Our final day was spent in style, truffle hunting with the Karlić Tartufi, truffle hunters for over four decades. Mrs. Karlić welcomed us, clutching a wooden bowl overflowing with fragrant black truffles. The enticing aroma and bevy of magical mushrooms made me giddy.


We drove down the hill to where the Karlić's planted truffle-producing oak trees, which need 10 years before they harvest world's noblest mushroom. While pigs once dominated truffle hunting, these days dogs - specifically trained female mutts like our pooch Crnko (Blacky) - are preferred, as they are obedient and less likely to eat the truffles.

We followed Blacky like kids chasing the ice cream truck. "Shoo-shoo," 20-year old, Ivan Karlić commanded Blacky. She bolted through the dense woods, madly sniffing the grayish clay soil.
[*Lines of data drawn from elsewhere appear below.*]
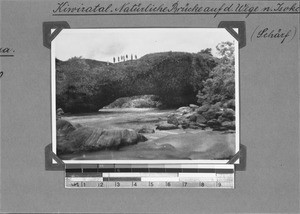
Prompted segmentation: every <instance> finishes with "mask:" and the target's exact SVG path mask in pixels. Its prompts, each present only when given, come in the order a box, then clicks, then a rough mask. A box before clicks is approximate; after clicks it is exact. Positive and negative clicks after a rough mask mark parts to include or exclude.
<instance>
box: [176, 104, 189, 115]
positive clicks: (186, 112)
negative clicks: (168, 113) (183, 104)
mask: <svg viewBox="0 0 300 214" xmlns="http://www.w3.org/2000/svg"><path fill="white" fill-rule="evenodd" d="M176 112H178V113H180V114H181V115H184V114H188V113H191V112H193V109H192V108H191V107H188V106H184V107H180V108H179V109H177V110H176Z"/></svg>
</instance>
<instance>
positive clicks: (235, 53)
mask: <svg viewBox="0 0 300 214" xmlns="http://www.w3.org/2000/svg"><path fill="white" fill-rule="evenodd" d="M141 28H143V27H141ZM144 28H145V29H147V27H144ZM157 28H166V29H167V27H157ZM174 28H180V27H174ZM193 28H196V27H190V28H189V29H193ZM199 28H201V27H199ZM80 29H87V28H71V29H67V30H80ZM96 29H112V28H95V30H96ZM118 29H121V28H118ZM122 29H127V30H128V29H134V28H122ZM148 29H149V28H148ZM182 29H187V28H182ZM202 29H203V28H202ZM204 29H205V28H204ZM207 29H211V28H207ZM215 29H222V28H215ZM223 29H224V28H223ZM63 30H64V29H63ZM63 30H62V31H63ZM234 30H235V31H236V32H237V33H238V28H234ZM53 31H54V30H53V29H51V33H53ZM228 33H229V32H228ZM58 36H59V34H58V35H57V36H56V38H57V37H58ZM56 38H54V39H53V40H52V41H51V50H50V52H51V113H52V124H51V127H52V151H53V153H54V154H56V62H55V39H56ZM232 39H233V40H234V42H235V43H234V47H235V71H234V72H235V126H236V130H235V148H236V149H235V153H237V152H238V151H239V150H240V121H239V120H240V116H239V114H240V112H239V110H240V109H239V108H240V105H239V102H240V94H239V72H240V71H239V42H238V40H236V39H235V38H234V37H233V36H232ZM62 161H63V162H64V163H65V164H214V165H215V164H226V163H227V162H228V161H229V159H228V160H227V159H226V160H62ZM53 163H56V162H55V161H54V160H53ZM239 163H240V159H238V160H237V161H236V162H235V163H234V164H239Z"/></svg>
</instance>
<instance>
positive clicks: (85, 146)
mask: <svg viewBox="0 0 300 214" xmlns="http://www.w3.org/2000/svg"><path fill="white" fill-rule="evenodd" d="M57 133H58V134H60V135H57V154H58V155H60V154H66V153H74V152H84V151H97V150H103V149H119V148H120V147H122V146H127V145H132V144H137V143H138V142H144V141H146V140H147V138H146V137H145V136H144V135H142V134H140V133H137V132H136V131H134V130H131V129H120V130H106V129H101V128H95V127H79V128H76V127H75V126H73V125H72V124H71V123H69V122H68V121H65V120H61V121H58V124H57Z"/></svg>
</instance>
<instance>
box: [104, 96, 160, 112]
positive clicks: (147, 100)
mask: <svg viewBox="0 0 300 214" xmlns="http://www.w3.org/2000/svg"><path fill="white" fill-rule="evenodd" d="M160 105H161V102H160V101H159V97H158V96H155V95H140V96H133V97H121V98H118V99H116V100H115V101H114V102H112V103H111V104H109V105H107V106H104V107H103V108H104V109H111V108H158V107H160Z"/></svg>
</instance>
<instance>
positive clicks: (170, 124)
mask: <svg viewBox="0 0 300 214" xmlns="http://www.w3.org/2000/svg"><path fill="white" fill-rule="evenodd" d="M234 109H235V102H234V100H229V101H228V102H227V103H224V104H221V103H216V104H215V105H209V104H206V105H203V106H197V105H194V104H190V105H189V106H185V107H180V108H178V109H177V110H176V111H175V112H174V113H172V114H170V115H168V117H167V121H164V122H162V123H159V124H157V129H159V130H170V129H178V128H182V129H187V128H191V129H206V128H211V129H212V130H213V131H228V132H234V131H235V110H234Z"/></svg>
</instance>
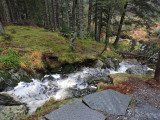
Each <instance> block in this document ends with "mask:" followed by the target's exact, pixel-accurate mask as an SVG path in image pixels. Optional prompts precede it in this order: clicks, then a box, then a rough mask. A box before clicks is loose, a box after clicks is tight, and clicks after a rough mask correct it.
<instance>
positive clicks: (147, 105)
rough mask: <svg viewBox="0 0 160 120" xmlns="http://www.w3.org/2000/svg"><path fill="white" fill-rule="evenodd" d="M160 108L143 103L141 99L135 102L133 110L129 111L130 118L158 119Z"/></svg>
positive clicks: (159, 118)
mask: <svg viewBox="0 0 160 120" xmlns="http://www.w3.org/2000/svg"><path fill="white" fill-rule="evenodd" d="M159 119H160V110H158V109H157V108H155V107H152V106H150V105H148V104H145V103H143V102H141V101H137V102H136V107H135V108H134V111H132V112H131V115H130V120H159Z"/></svg>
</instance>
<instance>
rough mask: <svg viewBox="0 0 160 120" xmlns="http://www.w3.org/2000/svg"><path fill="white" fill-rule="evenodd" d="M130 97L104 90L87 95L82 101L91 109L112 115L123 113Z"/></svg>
mask: <svg viewBox="0 0 160 120" xmlns="http://www.w3.org/2000/svg"><path fill="white" fill-rule="evenodd" d="M130 100H131V98H130V97H129V96H127V95H124V94H121V93H119V92H116V91H114V90H111V89H109V90H104V91H101V92H97V93H94V94H90V95H87V96H85V97H84V98H83V101H84V102H85V103H86V104H87V105H88V106H89V107H90V108H92V109H94V110H100V111H103V112H107V113H109V114H113V115H125V113H126V109H127V108H128V105H129V102H130Z"/></svg>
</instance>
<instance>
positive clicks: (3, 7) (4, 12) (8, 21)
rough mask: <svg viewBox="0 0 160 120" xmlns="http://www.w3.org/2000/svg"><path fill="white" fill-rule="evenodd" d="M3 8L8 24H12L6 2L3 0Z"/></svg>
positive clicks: (2, 6)
mask: <svg viewBox="0 0 160 120" xmlns="http://www.w3.org/2000/svg"><path fill="white" fill-rule="evenodd" d="M2 7H3V9H4V13H5V18H6V23H11V16H10V12H9V8H8V5H7V2H6V0H2Z"/></svg>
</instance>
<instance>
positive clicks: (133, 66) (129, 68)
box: [126, 65, 146, 75]
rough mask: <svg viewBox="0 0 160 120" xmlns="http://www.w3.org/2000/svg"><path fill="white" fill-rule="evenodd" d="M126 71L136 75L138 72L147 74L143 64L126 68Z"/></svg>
mask: <svg viewBox="0 0 160 120" xmlns="http://www.w3.org/2000/svg"><path fill="white" fill-rule="evenodd" d="M126 72H127V73H128V74H134V75H136V74H140V75H144V74H146V71H145V70H144V69H143V67H142V66H141V65H136V66H133V67H131V68H128V69H127V70H126Z"/></svg>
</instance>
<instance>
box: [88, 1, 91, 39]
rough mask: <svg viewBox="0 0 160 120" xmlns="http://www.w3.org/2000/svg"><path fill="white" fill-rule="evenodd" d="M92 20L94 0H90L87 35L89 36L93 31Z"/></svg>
mask: <svg viewBox="0 0 160 120" xmlns="http://www.w3.org/2000/svg"><path fill="white" fill-rule="evenodd" d="M91 20H92V0H89V10H88V30H87V36H89V35H90V32H91Z"/></svg>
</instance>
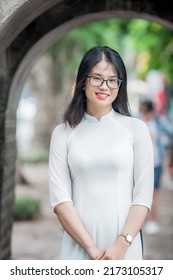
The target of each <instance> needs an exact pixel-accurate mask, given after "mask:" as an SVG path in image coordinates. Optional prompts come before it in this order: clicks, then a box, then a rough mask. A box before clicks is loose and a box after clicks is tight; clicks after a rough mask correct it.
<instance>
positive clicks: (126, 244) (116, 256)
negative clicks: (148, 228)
mask: <svg viewBox="0 0 173 280" xmlns="http://www.w3.org/2000/svg"><path fill="white" fill-rule="evenodd" d="M148 210H149V209H148V208H147V207H145V206H142V205H133V206H132V207H131V208H130V211H129V214H128V217H127V220H126V223H125V225H124V227H123V230H122V233H124V234H130V235H131V236H132V238H134V237H135V236H136V235H137V233H138V232H139V231H140V229H141V228H142V226H143V224H144V222H145V220H146V217H147V214H148ZM129 246H130V243H128V242H127V241H126V239H125V238H124V236H119V237H118V238H117V240H116V241H115V242H114V243H113V244H112V245H111V246H110V247H108V248H106V249H105V253H104V255H103V256H102V257H101V254H100V255H98V256H97V259H102V260H121V259H123V258H124V256H125V253H126V251H127V250H128V247H129Z"/></svg>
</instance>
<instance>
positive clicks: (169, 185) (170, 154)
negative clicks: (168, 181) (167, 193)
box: [168, 139, 173, 190]
mask: <svg viewBox="0 0 173 280" xmlns="http://www.w3.org/2000/svg"><path fill="white" fill-rule="evenodd" d="M168 175H169V177H170V183H169V188H170V189H171V190H172V189H173V139H172V144H171V147H170V151H169V157H168Z"/></svg>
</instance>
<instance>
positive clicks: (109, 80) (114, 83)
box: [109, 79, 117, 84]
mask: <svg viewBox="0 0 173 280" xmlns="http://www.w3.org/2000/svg"><path fill="white" fill-rule="evenodd" d="M109 82H110V83H111V84H116V83H117V79H109Z"/></svg>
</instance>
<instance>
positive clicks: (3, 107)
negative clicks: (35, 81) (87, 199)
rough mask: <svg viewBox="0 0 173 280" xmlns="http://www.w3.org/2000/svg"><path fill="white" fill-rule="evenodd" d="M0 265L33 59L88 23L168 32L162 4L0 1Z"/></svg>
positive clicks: (111, 2) (147, 3) (9, 208)
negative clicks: (112, 24)
mask: <svg viewBox="0 0 173 280" xmlns="http://www.w3.org/2000/svg"><path fill="white" fill-rule="evenodd" d="M0 11H1V12H0V259H8V258H10V254H11V252H10V245H11V230H12V223H13V219H12V213H13V198H14V186H15V182H14V174H15V156H16V145H15V130H16V108H17V105H18V101H19V98H20V92H21V88H22V86H23V83H24V81H25V78H26V77H27V74H28V72H29V70H30V69H31V67H32V65H33V64H34V61H35V59H36V58H37V57H38V56H39V55H40V54H41V53H42V51H43V50H45V49H46V48H47V47H48V46H49V45H51V44H52V43H53V42H54V41H55V40H57V39H58V38H59V37H60V36H62V35H63V34H64V33H66V32H68V30H70V29H71V28H74V27H77V26H79V25H81V24H82V23H85V22H89V21H91V20H97V19H104V18H111V17H124V18H133V17H138V18H145V19H149V20H153V21H157V22H158V23H161V24H164V25H165V26H167V27H169V28H171V29H173V13H172V11H171V9H170V8H169V5H167V1H153V0H141V1H138V0H136V1H135V0H127V1H126V0H104V1H94V0H73V1H70V0H59V1H58V0H44V1H42V0H14V1H10V0H8V1H7V0H1V1H0Z"/></svg>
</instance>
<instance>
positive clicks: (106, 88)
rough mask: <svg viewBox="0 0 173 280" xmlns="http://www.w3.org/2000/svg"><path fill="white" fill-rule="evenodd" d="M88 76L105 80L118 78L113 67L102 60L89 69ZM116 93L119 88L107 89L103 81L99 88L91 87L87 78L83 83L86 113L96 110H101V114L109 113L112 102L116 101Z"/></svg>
mask: <svg viewBox="0 0 173 280" xmlns="http://www.w3.org/2000/svg"><path fill="white" fill-rule="evenodd" d="M88 76H95V77H96V78H97V77H98V78H103V79H105V80H107V79H116V78H118V75H117V72H116V70H115V69H114V67H113V66H112V65H111V64H110V63H108V62H107V61H106V60H105V59H104V58H103V59H102V60H101V61H100V62H99V63H97V64H96V65H95V66H94V67H93V68H92V69H91V72H90V73H89V75H88ZM118 91H119V88H116V89H115V88H114V89H112V88H109V87H108V86H107V83H106V82H105V81H104V82H103V83H102V85H100V86H92V85H91V84H90V83H89V78H87V79H86V82H85V94H86V99H87V112H88V113H90V112H94V111H98V110H102V111H103V113H106V112H109V111H110V110H111V109H112V102H113V101H114V100H115V99H116V97H117V95H118Z"/></svg>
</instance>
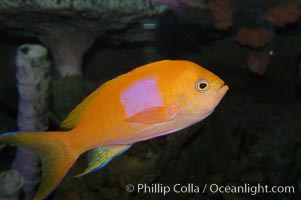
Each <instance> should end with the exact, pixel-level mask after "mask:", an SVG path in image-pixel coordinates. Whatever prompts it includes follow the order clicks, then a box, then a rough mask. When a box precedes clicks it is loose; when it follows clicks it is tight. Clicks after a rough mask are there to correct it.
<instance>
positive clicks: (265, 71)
mask: <svg viewBox="0 0 301 200" xmlns="http://www.w3.org/2000/svg"><path fill="white" fill-rule="evenodd" d="M270 63H271V54H270V52H269V51H266V50H264V51H259V52H251V53H250V54H249V57H248V58H247V65H248V69H249V70H250V71H251V72H252V73H254V74H257V75H263V74H265V72H266V70H267V68H268V66H269V64H270Z"/></svg>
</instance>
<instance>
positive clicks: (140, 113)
mask: <svg viewBox="0 0 301 200" xmlns="http://www.w3.org/2000/svg"><path fill="white" fill-rule="evenodd" d="M173 108H174V107H172V106H158V107H152V108H147V109H145V110H143V111H141V112H138V113H136V114H135V115H133V116H131V117H129V118H127V119H126V121H127V122H133V123H143V124H154V123H161V122H165V121H169V120H171V119H173V118H174V117H175V114H173V113H172V111H173Z"/></svg>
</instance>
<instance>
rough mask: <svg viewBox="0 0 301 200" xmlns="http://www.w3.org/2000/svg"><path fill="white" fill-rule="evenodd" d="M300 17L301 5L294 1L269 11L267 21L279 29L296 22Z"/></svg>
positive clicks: (278, 5) (274, 7)
mask: <svg viewBox="0 0 301 200" xmlns="http://www.w3.org/2000/svg"><path fill="white" fill-rule="evenodd" d="M299 17H300V4H299V3H298V2H296V1H292V2H289V3H286V4H280V5H278V6H275V7H271V8H269V9H268V11H267V14H266V20H267V21H268V22H270V23H272V24H273V25H274V26H277V27H284V26H285V25H287V24H292V23H294V22H296V21H297V20H298V19H299Z"/></svg>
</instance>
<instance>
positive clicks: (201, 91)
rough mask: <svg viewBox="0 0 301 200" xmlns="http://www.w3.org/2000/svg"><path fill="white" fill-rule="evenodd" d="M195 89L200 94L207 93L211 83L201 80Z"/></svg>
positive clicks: (198, 82)
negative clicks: (206, 92) (201, 93)
mask: <svg viewBox="0 0 301 200" xmlns="http://www.w3.org/2000/svg"><path fill="white" fill-rule="evenodd" d="M195 87H196V89H197V91H199V92H206V91H207V90H208V89H209V83H208V81H207V80H205V79H199V80H197V82H196V83H195Z"/></svg>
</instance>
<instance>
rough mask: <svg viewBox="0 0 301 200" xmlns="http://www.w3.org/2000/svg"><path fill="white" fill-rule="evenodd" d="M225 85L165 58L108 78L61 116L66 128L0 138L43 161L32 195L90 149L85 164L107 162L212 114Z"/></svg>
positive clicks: (59, 176) (192, 64)
mask: <svg viewBox="0 0 301 200" xmlns="http://www.w3.org/2000/svg"><path fill="white" fill-rule="evenodd" d="M227 90H228V86H226V85H225V84H224V82H223V81H222V80H221V79H220V78H219V77H217V76H216V75H215V74H213V73H211V72H210V71H208V70H206V69H204V68H203V67H201V66H199V65H197V64H195V63H192V62H189V61H183V60H175V61H172V60H163V61H158V62H154V63H150V64H147V65H144V66H141V67H138V68H136V69H134V70H132V71H130V72H128V73H126V74H123V75H121V76H118V77H117V78H115V79H113V80H110V81H108V82H106V83H105V84H103V85H102V86H101V87H99V88H98V89H97V90H95V91H94V92H93V93H92V94H90V95H89V96H88V97H87V98H86V99H84V100H83V102H82V103H80V104H79V105H78V106H77V107H76V108H75V109H74V110H73V111H72V112H71V113H70V114H69V115H68V117H67V118H66V119H65V120H64V121H63V123H62V125H61V126H62V127H63V128H65V129H69V131H56V132H22V133H20V132H9V133H5V134H3V135H1V136H0V141H4V142H7V143H10V144H13V145H17V146H21V147H23V148H27V149H29V150H31V151H32V152H34V153H36V154H37V155H38V156H39V157H40V158H41V162H42V177H41V183H40V186H39V189H38V192H37V194H36V196H35V198H34V199H35V200H40V199H43V198H45V197H46V196H47V195H48V194H49V193H50V192H51V191H53V190H54V189H55V187H56V186H57V185H58V184H59V182H60V181H61V180H62V178H63V177H64V176H65V174H66V173H67V172H68V170H69V169H70V167H71V166H72V165H73V164H74V162H75V161H76V159H77V158H78V157H79V156H80V155H81V154H82V153H84V152H86V151H88V150H92V151H91V153H92V156H91V159H90V160H89V164H88V168H87V169H86V170H85V171H84V172H83V173H81V174H79V175H78V176H82V175H85V174H88V173H90V172H93V171H96V170H98V169H100V168H102V167H103V166H105V165H106V164H107V163H108V162H109V161H111V160H112V159H113V158H114V157H116V156H118V155H120V154H121V153H123V152H124V151H126V150H127V149H129V148H130V147H131V145H133V144H134V143H136V142H139V141H143V140H147V139H151V138H154V137H158V136H162V135H166V134H169V133H173V132H175V131H178V130H181V129H184V128H186V127H188V126H190V125H192V124H195V123H197V122H199V121H201V120H202V119H204V118H205V117H207V116H208V115H210V114H211V113H212V112H213V110H214V109H215V107H216V106H217V104H218V103H219V102H220V100H221V99H222V98H223V96H224V95H225V93H226V92H227Z"/></svg>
Then she pounced and starting digging like a pirate mining for treasure. Ivan sprung toward the excited mutt, pushing her snout away and taking over excavation with the precision of an archeologist. Yahoo! There it was. Resting in the dirt womb, a delicate, muddy, puckery black truffle the size of a golf ball. When Blacky found another truffle, I took over - gently digging with my fingers and plucking the truffle away from the scores of tiny attached roots.


With our booty of four truffles in tow - No, we didn't get to keep them - we returned to the main house where Mrs. Karlić prepared a decadent feast with truffle-infused scrambled eggs, local truffle cheese, sausages and bottomless glasses of local wine. It was the perfect end to a fun, flavorful Croatian exploration.


But the Croats' generosity and graciousness was sealed the next morning during my unexpected hospital visit.

Back at the Zagreb Emergency Room: Homeward Bound?
At 9:17 am - finally! A short, stern nurse in flower scrubs navigated the packed waiting room and motioned me to follow her. As I trailed closely, I got glares from the locals for cutting the line. With a swipe of the nurse's keycard we passed through a mysterious frosted glass door to a barren, dim lit hallway. She pointed to a lonely black chair, commanding me to "sit." When I obeyed, she covered my muddy running shoes with plastic shower caps. Then she led me to a small examining room. A few minutes later, a young, good-looking resident appeared. "So, I hear you have to make a flight to New York," he said. His English was excellent. While he knitted my knee, he told me how he loved New York, where he's attended medical conferences.

By 9:49, I was stitched. I paid 370 krona (appx $67), retrieved my passport from the receptionist - who held it so I didn't stitch and dash - and hobbled out of the hospital with six stitches. I arrived back at my hotel in time to finish packing, have a coffee and meet my taxi driver at 11:00 am. Thank you Dr. Tomislav! Oddly, when the stitches were removed 10 days later, oddly they left a "C" shaped scar just under my left kneecap.